Prime Alliance and Health Net at McLane Pacific
The Prime Alliance and Health Net squads have confirmed their riders for the upcoming McLane Pacific Bicycle Classic, scheduled for March 22-23. Prime Alliance will be sending a team of six riders, including sprinter and two time McLane Pacific Grand Prix champion John Peters. "It often comes down to which rider with good legs makes the best decisions on the last lap Saturday," said Peters. "For Sunday (road race) we'll all be nervously checking the wind."
Alongside Peters will be David Clinger, who said that the race "will be a really good test" to see how he has improved over longer distances in recent years, after riding for Festina and US Postal.
The Health Net line up at McLane Pacific includes top sprinter Gord Fraser and leadout man Mike Sayers. Sayers will be a key man in the Health Net train, that wants to carry Fraser to the sprint with a minimum of effort. Sayers is an experienced rider in McLane, finishing the race eight times in his past nine attempts.
The Prime Alliance and Health Net teams will not only be racing at McLane Pacific, they will also be educating. The day prior to McLane, both teams will be visiting local Merced schools with eight groups of school children. The overwhelming response to last year's visits has prompted the Merlock Athletic Association to double the number of visits for this year. The riders will speak to the kids about bicycle safety, their experiences as professional cyclists, the McLane Pacific and how important it is to stay drug free in cycling and life in general.

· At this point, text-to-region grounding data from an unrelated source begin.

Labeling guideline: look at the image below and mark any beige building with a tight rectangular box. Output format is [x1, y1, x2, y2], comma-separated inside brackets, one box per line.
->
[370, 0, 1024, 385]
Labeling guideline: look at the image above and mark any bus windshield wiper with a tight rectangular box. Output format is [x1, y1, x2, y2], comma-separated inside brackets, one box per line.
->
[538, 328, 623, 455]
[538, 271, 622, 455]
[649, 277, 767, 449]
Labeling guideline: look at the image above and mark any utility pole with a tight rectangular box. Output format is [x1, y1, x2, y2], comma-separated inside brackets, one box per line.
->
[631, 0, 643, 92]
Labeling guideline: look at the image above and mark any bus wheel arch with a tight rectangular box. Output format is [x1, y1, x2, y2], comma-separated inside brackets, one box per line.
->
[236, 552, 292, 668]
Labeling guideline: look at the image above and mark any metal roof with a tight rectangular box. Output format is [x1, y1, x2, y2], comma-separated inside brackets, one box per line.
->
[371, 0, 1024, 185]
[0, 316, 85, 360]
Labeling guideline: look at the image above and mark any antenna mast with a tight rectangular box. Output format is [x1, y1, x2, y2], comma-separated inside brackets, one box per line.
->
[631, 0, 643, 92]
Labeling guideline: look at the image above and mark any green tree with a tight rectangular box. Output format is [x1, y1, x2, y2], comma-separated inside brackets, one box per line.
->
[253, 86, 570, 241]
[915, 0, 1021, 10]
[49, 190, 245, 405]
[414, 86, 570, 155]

Provisional All-Africa Games squad
Malcolm Lange, Owen Hannie and Morne Bester have been announced as being part of the provisional squad to compete at the All-Africa Games in Abuga Township, in Lagos, Nigeria from October 1-4 this year. More riders may be added to the squad, which now comprises Malcolm Lange, Paul Minnaar, Welcome Stokwe, Waylon Woolcock, Daryl Impey, Eckard Berg, Konrad Siebrits, Morne Bester, Owen Hannie.